Cerpen ini telah dibuat parodinya oleh teman saya Rahmat Syawal yaitu Dansa Di Bawah Pohon.
Read More

Selasa, 13 November 2012

TARI YAKU, KAOGE SAKU

Tari yaku, kaoge saku adalah judul dalam bahasa Wolio yang berarti Tarianku, Kebanggaanku. Cerpen ini saya ikutkan pada lomba menulis cerpen remaja tingkat SMA/MA Se-Kota Baubau. Dan alhamdulillah masuk nominasi 10 besar. Meskipun belum juara, tapi saya tidak akan putus asa untuk terus mengembangkan hobi menulis saya. Okey, berikut cerpennya.


     Suara  tabuhan  gendang  berirama  menggema  di  seluruh  sudut  ruangan.  Efa,  Hilda,  Riska,  Rahma  dan  Fira  dengan   lenggaknya  memperagakan  gerakan-gerakan  tari  Kalegoa.
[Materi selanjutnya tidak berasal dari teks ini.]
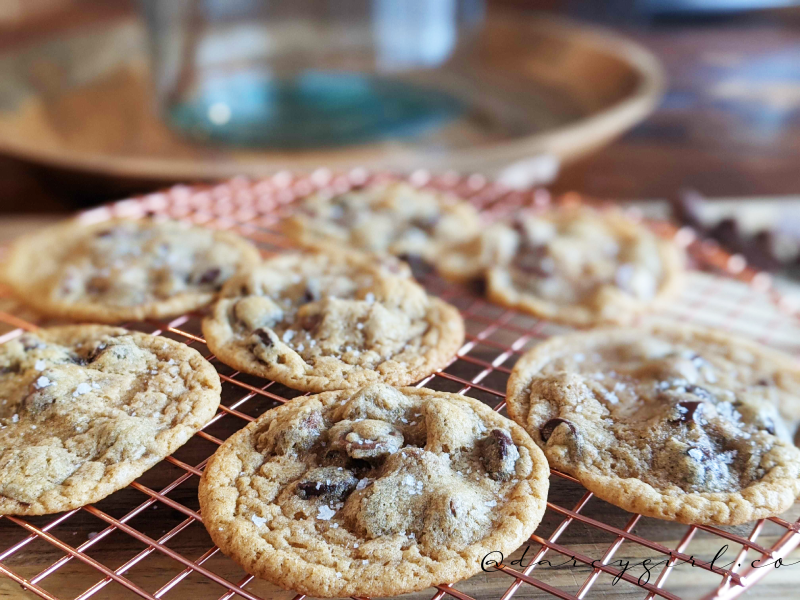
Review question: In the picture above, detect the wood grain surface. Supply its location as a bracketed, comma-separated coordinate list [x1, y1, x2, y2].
[0, 209, 800, 600]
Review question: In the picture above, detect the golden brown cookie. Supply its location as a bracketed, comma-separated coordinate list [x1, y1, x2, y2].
[284, 182, 480, 261]
[203, 251, 464, 392]
[200, 384, 549, 598]
[3, 219, 259, 323]
[436, 206, 683, 326]
[0, 325, 220, 515]
[507, 323, 800, 525]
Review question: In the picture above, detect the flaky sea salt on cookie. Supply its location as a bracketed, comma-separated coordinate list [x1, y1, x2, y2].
[0, 325, 220, 515]
[200, 384, 549, 598]
[507, 324, 800, 525]
[203, 251, 464, 392]
[2, 219, 259, 323]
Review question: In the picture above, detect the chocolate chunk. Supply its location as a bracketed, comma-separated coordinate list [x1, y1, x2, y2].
[296, 467, 358, 500]
[300, 313, 322, 331]
[86, 343, 108, 362]
[539, 417, 578, 442]
[480, 429, 519, 481]
[512, 246, 552, 279]
[0, 363, 20, 375]
[670, 400, 703, 423]
[300, 287, 319, 304]
[69, 353, 87, 367]
[199, 267, 222, 285]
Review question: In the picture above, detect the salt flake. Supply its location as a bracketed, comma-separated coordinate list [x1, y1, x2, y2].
[250, 515, 267, 527]
[317, 505, 336, 521]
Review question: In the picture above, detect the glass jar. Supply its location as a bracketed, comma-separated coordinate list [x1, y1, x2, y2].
[141, 0, 484, 149]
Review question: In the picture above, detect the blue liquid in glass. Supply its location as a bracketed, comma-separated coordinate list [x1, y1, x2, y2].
[167, 71, 464, 149]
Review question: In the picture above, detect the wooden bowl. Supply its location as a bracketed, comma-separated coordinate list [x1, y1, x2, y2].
[0, 12, 665, 181]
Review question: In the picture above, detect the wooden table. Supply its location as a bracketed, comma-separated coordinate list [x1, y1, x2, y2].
[0, 7, 800, 212]
[0, 4, 800, 599]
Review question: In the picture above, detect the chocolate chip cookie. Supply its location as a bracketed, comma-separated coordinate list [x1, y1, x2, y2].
[203, 251, 464, 392]
[4, 218, 259, 323]
[285, 182, 480, 261]
[0, 325, 220, 515]
[507, 324, 800, 525]
[436, 206, 683, 326]
[200, 384, 549, 598]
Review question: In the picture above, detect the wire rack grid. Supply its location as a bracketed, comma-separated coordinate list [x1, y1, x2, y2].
[0, 170, 800, 600]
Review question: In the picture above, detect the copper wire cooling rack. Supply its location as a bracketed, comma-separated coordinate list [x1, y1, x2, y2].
[0, 170, 800, 600]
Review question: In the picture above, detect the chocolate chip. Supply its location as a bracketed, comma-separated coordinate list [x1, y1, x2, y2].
[300, 314, 322, 331]
[296, 467, 358, 499]
[300, 288, 319, 304]
[69, 354, 86, 367]
[670, 400, 703, 423]
[512, 246, 552, 279]
[200, 267, 222, 285]
[86, 343, 108, 362]
[686, 446, 711, 462]
[539, 417, 578, 442]
[480, 429, 519, 481]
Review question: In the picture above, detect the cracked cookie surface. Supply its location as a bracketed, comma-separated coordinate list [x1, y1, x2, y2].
[436, 206, 683, 326]
[203, 251, 464, 392]
[4, 219, 259, 323]
[285, 183, 480, 261]
[0, 325, 220, 515]
[200, 384, 549, 597]
[507, 324, 800, 525]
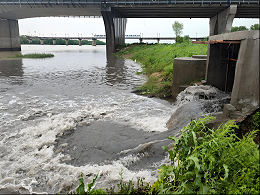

Alin  yang  sedang  duduk  di  atas  kursi  roda   memperhatikan  dengan  seksama.  Perlahan  rasa  bersalah  menyelimuti  hatinya.  Dilihatnya  gips  yang  kini  membungkus  kaki  kanannya.
    “Seandainya  kecelakaan  itu  tidak  perlu  menimpaku,  seandainya  aku  tidak  perlu  mengendarai  motor  sendiri,  seandainya  aku  terus  berkonsentrasi  pada  jalanan  di hadapanku,  seandainya  tidak  ada  kendaraan  lain yang  juga  ugal-ugalan.  Ah!  Sudah  terlalu  banyak   seandainya!”,  pekiknya  dalam  hati.
    Riska  yang  selesai  melakukan  gerakan  berputar,  mendapat  wajah  masam  Alin  yang  tertunduk.  Riska  tahu  pasti  Alin  sedang  memikirkan  kecelakaan  motor  dua  hari  lalu  itu  lagi.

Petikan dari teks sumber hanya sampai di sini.